Within 10 minutes, this bubbly 16-year old was being ushered into the mixed zone to share her thoughts and the magnitude of it all was still knocking on the door to be let in. “It’s amazing,” beamed Firth, who has an intellectual disability. “Words can’t describe how I feel.”
The second of Firth’s surprises was that she had just secured Ireland’s first medal of these Paralympic Games. “Is it? Oh, that’s really good, yeah,” she laughed in an admirable display of one teenager’s ability to shut out the hullabaloo of a major global event.
Within an hour she had returned poolside for the victory ceremony: her green, white and gold nails matching the tricolour being hoisted above the starting blocks just over 50 metres away as the unmistakable airs of Amhrann na bhFiann filtered round the East End for the second time in three weeks or so.
If Katie Taylor’s was expected, Firth’s was hoped for, at best. Her last six months had been hijacked by a persistent shoulder injury that required attention as recently as this week, so it was no wonder she bounded around like, well, a giddy teenager.
Firth was one of two strong Irish medal contenders entering the second day of these Games. For the other, Colin Lynch, it was one to forget after an agonising loss in the bronze medal race in the para-cycling individual pursuit C2.
His opponent was 2008 Paralympic champion Laurent Thirione of France, who had spent much of the four years since away from the bike and Lynch led for the entire race only to be pipped on the finishing line. The final margin? A paltry 0.12 seconds.
“I was ahead for all the race and obviously right at the end I could see that he was coming back and coming back. I dug as deep as I could but there comes a point when the legs just get a bit too heavy and he just got me by the width of a hair on the line.
“There’s not much you can say to make it better.”
Unlike Firth, Lynch had inhaled too much of the Paralympic vibe.
“It’s everything from the waiting around to ride and perhaps the excitement of seeing my team-mates ride [Thursday],” he admitted. “Maybe I was a bit too excited for them and should have rested a bit more to save up for myself.”
Still, it wasn’t a day lacking in good news.

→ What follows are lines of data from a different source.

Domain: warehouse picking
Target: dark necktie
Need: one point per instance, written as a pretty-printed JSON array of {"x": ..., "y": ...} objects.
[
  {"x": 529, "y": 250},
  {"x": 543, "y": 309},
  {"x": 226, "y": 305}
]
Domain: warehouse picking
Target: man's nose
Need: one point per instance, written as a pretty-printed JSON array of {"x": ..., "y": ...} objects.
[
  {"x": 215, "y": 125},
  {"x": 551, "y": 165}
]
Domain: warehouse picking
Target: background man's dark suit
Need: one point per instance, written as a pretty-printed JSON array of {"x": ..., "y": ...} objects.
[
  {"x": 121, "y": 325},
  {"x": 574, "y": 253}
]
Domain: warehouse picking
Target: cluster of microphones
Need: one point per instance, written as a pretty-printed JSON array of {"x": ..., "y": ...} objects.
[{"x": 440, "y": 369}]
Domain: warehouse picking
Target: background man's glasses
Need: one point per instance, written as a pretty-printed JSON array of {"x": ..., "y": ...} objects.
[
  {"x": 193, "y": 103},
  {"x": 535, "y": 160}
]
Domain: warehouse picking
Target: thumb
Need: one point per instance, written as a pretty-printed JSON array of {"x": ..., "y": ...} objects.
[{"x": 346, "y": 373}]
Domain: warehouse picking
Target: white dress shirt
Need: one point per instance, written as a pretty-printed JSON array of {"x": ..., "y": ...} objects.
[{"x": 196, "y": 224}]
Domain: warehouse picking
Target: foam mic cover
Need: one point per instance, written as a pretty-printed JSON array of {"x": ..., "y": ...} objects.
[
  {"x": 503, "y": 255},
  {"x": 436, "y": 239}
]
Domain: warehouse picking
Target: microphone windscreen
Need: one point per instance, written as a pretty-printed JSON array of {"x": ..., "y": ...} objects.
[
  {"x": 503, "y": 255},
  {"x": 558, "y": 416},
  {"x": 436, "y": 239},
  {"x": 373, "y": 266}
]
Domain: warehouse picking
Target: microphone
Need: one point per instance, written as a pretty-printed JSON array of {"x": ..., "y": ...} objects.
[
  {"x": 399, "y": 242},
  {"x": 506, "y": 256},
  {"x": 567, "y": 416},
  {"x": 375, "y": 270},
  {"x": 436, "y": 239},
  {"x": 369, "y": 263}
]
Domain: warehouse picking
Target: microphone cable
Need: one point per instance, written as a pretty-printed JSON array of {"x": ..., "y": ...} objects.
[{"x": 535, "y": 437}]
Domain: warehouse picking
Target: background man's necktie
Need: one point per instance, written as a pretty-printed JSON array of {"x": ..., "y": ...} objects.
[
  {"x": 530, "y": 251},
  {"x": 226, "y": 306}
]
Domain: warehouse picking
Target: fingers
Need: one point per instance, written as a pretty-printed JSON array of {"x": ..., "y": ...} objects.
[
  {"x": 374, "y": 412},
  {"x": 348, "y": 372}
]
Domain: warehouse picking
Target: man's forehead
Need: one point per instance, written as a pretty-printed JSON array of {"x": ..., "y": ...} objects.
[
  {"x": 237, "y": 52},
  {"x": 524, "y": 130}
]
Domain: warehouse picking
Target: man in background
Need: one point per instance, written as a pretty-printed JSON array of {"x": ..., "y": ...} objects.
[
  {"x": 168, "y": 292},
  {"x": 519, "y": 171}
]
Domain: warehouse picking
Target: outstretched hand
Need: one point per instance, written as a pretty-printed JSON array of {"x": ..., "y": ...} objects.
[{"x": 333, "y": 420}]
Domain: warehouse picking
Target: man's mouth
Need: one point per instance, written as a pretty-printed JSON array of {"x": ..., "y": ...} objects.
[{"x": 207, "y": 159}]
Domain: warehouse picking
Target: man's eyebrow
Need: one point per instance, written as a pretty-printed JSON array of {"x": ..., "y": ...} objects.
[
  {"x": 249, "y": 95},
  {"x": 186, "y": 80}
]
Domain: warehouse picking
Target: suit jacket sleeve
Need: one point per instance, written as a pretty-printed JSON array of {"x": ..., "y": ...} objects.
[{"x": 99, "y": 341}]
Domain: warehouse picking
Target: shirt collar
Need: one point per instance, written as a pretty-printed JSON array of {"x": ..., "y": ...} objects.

Earlier in the Velodrome, Catherine Walsh and Fran Meehan set a new Irish record of 1:12.864 to finish fifth in the individual 1km time trial B final, while Katie-George Dunlevy and Sandra Fitzgerald set a PB in the same event.
Cycling team-mate Enda Smyth had already set his second PB of the Games by then in the individual pursuit.
Heather Jameson’s best ever effort landed her in ninth in the long jump F37/38 final while Laurence McGivern posted a lower time than ever before in the heats for the 100m backstroke before finishing eight in the final.
There were disappointments too: among them were Cork’s John McCarthy who failed to qualify for the final of the club throw, Sean Baldwin in the 10m air rifle SH1 and the mixed four rowers, who were diverted into today’s repechage after yesterday’s heat in Eton Dorney.